Jetzt richteten sich alle Blicke auf
Frau Forsting, die
langsam die Augen aufschlug und verwirrt um sich blickte. „Ist das
wahr?“
fragte der Chefarzt mit leiser Stimme, aus der es fast wie ein leichter
Vorwurf
klang. „Sie haben eben wieder Ihren Gatten gesehen?“
Die Gefragte sprang plötzlich auf,
blickte die
Versammelten verwirrt an und schrie dann laut: „Er war es! Ich habe ihn
gesehen, Herr Professor“ Ich habe ihn gesehen! An meinem Fenster ist er
eben
erschienen! Mit einer blutigen Wunde in der linken Schläfe.“
Die beiden Ärzte wechselten einen
Blick und sahen dann
auf Mr. Jenkins, der stumm vor sich niedersah.

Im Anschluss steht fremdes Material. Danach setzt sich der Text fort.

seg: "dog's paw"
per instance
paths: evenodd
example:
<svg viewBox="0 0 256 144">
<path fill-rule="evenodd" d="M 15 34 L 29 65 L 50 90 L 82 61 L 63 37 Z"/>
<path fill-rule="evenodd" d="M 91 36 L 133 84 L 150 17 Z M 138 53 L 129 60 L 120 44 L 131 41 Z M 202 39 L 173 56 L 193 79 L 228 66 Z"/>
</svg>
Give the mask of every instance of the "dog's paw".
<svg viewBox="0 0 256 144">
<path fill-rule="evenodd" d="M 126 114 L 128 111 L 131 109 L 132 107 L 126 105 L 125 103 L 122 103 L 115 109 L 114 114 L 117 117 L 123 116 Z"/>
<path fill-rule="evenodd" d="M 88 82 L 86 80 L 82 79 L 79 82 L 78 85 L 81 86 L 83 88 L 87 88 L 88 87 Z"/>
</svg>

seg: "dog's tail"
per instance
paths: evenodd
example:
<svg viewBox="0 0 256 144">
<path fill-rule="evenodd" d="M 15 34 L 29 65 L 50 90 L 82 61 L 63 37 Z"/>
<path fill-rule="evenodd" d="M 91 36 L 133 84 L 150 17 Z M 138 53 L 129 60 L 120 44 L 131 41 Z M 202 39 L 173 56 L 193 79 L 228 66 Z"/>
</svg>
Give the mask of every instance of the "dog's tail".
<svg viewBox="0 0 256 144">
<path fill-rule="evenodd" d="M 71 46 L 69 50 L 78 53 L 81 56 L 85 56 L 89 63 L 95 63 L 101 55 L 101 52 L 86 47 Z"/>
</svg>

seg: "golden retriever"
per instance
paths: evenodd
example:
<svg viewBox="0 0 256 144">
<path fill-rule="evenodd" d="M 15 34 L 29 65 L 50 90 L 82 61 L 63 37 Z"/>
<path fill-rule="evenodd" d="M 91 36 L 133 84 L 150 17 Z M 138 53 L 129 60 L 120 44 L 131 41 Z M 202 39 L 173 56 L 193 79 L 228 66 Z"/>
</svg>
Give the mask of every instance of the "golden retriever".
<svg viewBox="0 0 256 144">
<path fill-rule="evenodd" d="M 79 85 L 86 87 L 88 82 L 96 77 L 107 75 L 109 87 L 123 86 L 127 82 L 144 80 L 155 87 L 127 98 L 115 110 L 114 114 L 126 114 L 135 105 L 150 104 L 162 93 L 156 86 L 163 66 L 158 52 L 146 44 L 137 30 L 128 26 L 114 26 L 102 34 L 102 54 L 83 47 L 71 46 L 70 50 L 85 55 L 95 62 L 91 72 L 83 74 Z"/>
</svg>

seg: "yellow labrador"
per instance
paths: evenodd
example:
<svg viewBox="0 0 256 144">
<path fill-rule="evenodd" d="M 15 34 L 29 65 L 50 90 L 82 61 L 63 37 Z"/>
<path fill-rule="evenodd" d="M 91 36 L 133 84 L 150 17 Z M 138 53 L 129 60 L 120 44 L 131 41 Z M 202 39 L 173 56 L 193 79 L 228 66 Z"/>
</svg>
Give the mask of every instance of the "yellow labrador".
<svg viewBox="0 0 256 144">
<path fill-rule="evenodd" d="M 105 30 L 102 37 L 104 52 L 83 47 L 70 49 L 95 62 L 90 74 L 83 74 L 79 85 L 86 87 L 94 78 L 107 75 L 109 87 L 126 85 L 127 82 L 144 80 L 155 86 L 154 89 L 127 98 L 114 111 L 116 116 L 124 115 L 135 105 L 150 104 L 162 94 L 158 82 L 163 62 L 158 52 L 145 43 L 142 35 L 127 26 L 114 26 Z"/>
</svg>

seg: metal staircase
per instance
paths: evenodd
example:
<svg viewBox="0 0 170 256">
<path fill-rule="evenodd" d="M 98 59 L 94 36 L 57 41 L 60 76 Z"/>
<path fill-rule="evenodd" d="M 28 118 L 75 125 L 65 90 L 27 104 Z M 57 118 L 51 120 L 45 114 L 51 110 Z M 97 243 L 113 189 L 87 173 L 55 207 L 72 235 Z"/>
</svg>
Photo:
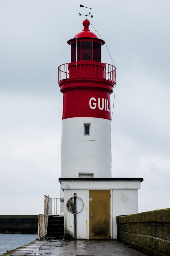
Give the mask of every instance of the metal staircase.
<svg viewBox="0 0 170 256">
<path fill-rule="evenodd" d="M 64 216 L 49 215 L 46 235 L 47 238 L 50 239 L 64 239 Z"/>
</svg>

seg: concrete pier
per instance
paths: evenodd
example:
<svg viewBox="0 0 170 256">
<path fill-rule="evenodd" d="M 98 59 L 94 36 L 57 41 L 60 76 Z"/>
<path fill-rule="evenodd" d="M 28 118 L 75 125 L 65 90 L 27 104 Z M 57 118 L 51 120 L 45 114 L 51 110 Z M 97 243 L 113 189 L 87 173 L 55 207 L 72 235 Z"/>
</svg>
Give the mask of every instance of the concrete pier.
<svg viewBox="0 0 170 256">
<path fill-rule="evenodd" d="M 35 241 L 8 252 L 3 256 L 144 256 L 115 240 Z"/>
</svg>

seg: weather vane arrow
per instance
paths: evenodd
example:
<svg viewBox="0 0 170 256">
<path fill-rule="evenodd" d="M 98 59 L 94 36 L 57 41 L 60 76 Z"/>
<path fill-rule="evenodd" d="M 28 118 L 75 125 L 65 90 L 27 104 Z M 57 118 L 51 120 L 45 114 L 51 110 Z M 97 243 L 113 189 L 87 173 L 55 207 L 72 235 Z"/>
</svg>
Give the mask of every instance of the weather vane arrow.
<svg viewBox="0 0 170 256">
<path fill-rule="evenodd" d="M 92 9 L 92 8 L 89 8 L 89 7 L 87 7 L 86 6 L 86 6 L 84 6 L 84 5 L 82 5 L 82 4 L 80 4 L 80 7 L 85 7 L 85 8 L 86 8 L 86 14 L 81 14 L 81 13 L 79 12 L 79 16 L 81 16 L 81 15 L 84 15 L 84 16 L 86 16 L 86 20 L 87 19 L 87 16 L 88 16 L 89 17 L 91 17 L 91 18 L 93 18 L 93 15 L 90 15 L 91 14 L 91 13 L 90 13 L 90 12 L 89 12 L 89 13 L 88 13 L 88 14 L 87 14 L 87 8 L 88 8 L 88 9 L 90 9 L 90 10 Z"/>
</svg>

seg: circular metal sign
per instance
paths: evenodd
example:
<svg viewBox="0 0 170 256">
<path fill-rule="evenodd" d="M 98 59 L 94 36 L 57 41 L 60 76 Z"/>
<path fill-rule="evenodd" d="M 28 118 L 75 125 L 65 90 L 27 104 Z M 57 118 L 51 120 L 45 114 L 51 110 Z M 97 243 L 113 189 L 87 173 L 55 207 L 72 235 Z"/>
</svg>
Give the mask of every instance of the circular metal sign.
<svg viewBox="0 0 170 256">
<path fill-rule="evenodd" d="M 74 214 L 79 213 L 82 211 L 84 204 L 82 199 L 78 197 L 73 197 L 68 199 L 67 203 L 67 208 L 70 212 Z"/>
</svg>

„Schwester Maria,“ sagte der
Chefarzt nach einer Pause,
„Sie haben Ihre Pflicht versäumt. Sie dürfen Ihre Pflegebefohlene nicht
allein
lassen . . . Beruhigen Sie sich, Frau Forsting. Hier, nehmen Sie etwas
Brom.
Danach werden Sie gut schlafen. Und morgen früh werden wir weiterreden.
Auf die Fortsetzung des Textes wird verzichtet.